You are right in that the final binary is free to turn `-ffast-math` on if you can verify that everything went okay. But almost no one would actually verify that. It's like an advice that you shouldn't write your own crypto code---it's fine if you know what you are doing, but almost no one does, so the advice is technically false but still worthwhile.

[1] https://gcc.gnu.org/bugzilla/show_bug.cgi?id=55522 (GCC), https://github.com/llvm/llvm-project/issues/57589 (LLVM)


That sounds like trying to run a program to check if it has underground behavior. How do you make a test that's comprehensive and future-compiler-safe?


The usual technique is to keep a 4-element array of sums (so sum[j] is the sum of all terms of the form a[4*i + j] * b[4*i + j]), and then take the total at the very end. This allows for the use of vectorization even with strict IEEE-compliance.

Generally, I would recommend against -ffast-math mostly because it enables -ffinite-math-only and that one can really blow up in your face. Most other flags (like -funsafe-math-operations) aren't that bad from an accuracy standpoint. Obviously you should not turn them on for code that you have actually tuned to minimize error, but in other cases they barely ever degrade the results.


The right path forward for Rust here in my opinion is to do the same thing as is done for math operations like saturating: stabilize a function or method that performs the operation with this semantic, and then build thin wrappers on top to make using them more convenient.


Imo the best solution would be special "fast" floating-point types, that have less strict requirements.

I personal almost always use -ffast-math by default in my C programs that care about performance, because I almost never care enough about the loss in accuracy. The only case I remember needing it was when doing some random number distribution tests where I cared about subnormals, and got confused for a second because they didn't seem to exist (-ffast-math disables them on x86).

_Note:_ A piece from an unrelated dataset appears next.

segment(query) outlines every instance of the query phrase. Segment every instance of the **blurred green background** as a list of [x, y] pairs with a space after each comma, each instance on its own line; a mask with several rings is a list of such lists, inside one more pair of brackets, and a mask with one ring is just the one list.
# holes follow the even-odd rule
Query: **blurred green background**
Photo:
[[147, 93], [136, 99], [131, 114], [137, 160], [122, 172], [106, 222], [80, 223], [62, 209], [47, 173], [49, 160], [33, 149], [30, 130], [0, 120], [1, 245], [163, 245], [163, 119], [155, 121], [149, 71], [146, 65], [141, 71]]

That or a scoped optimization directive. GCC does allow `__attribute__((optimize("-ffast-math")))` as a function-wide attribute, but Clang doesn't seem to have an equivalent and the standard syntax `[[gcc::optimize("-ffast-math")]]` doesn't seem to work as well. In any case, such optimization should be visible from the code in my opinion.


The problem is that it takes a single piece of code compiled with -ffast-math to break everything, it's simply not worth it


GP seems to be saying that you can flag individual functions in GCC, thereby avoiding this issue: only flagged functions would be compiled with fast math semantics.

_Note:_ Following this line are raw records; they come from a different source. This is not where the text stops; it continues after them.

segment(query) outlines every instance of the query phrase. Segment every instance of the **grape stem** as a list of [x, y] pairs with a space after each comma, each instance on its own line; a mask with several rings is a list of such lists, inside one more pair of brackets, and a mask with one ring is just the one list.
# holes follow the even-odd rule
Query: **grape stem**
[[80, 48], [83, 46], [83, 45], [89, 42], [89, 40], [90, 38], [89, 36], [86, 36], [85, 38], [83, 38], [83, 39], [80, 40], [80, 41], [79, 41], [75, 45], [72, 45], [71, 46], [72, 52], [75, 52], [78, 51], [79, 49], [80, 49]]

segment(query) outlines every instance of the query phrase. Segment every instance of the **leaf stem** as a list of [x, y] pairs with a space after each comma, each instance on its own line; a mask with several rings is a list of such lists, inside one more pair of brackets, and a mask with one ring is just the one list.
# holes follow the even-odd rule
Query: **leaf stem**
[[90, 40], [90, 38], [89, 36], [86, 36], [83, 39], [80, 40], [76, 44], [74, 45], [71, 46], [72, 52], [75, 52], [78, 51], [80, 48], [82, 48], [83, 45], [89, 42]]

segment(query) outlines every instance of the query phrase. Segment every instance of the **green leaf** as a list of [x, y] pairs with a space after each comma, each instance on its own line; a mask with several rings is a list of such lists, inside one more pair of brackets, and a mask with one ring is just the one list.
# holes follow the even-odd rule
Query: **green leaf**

This only work if it's a leaf function that will throw away the result. If you feed the result of your --fast-math function into other working code you risk breaking it.


`-ffast-math` is fully local, asides from GCC's unexpected `crtfastmath.o` linkage which is global.

Functions with `-ffast-math` enabled still return fp values via usual registers and in usual formats. If some function `f` is expected to return -1.0 to 1.0 for particluar inputs, `-ffast-math` can only make it to return 1.001 or NaN instead. If another function without `-ffast-math` expects and doesn't verify f's return value, it will surely misbehave, but only because the original analysis of f no longer holds.

`-ffast-math` the compiler option is bad because this effect is not evident from the code. Anything visible in the code should be okay.


> you should have the know how to handroll a couple lines of ASM

For what architecture? What if this code is in a library that your users might want to run on Intel (both 32 and 64 bit), ARM, Risc V and s390x? Even if you learn assembly for all of these, how are you going to get access to an S390X IBM mainframe to test your code? What if a new architecture[1] gets popular in the next couple of years, and you won't have access to a CPU to test on?

Leaving this work to a compiler or architecture-independent functions / macros that use intrinsics under the hood frees you from having to think about all of that. As long as whatever the user is running on has decent compiler support, your code is going to work and be fast, even years later.

[1] https://en.wikipedia.org/wiki/Loongson


You can write it like this to get the compiler to generate SIMD: https://godbolt.org/z/ohvoEb7er

It's certainly not perfect though (in particular the final reduction/remainder handling).

Unfortunately Rust doesn't have a proper optimizing float type. I really wish there was a type FastF32 or something similar which may be optimized using the usual transformation rules of algebra (e.g. associative property, distributive property, x + y - y = x, etc).

There is fadd_fast and co, but those are UB on NaN/infinite input.


Usually one wants a subset of the thing that -ffast-math does, e.g. -fassociative-math. And only within some limited scope.


I played around with the example a bit, the minimum for vectorization seems to be -fassociative-math -fno-signed-zeros. The gcc docs say -fassociative-math requries -fno-signed-zeros and -fno-trapping-math though.

I suppose -fassociative-math -fno-signed-zeros -fno-trapping-math -freciprocal-math will get you most of the way there, and maybe an -ffinite-math-only when appropriate.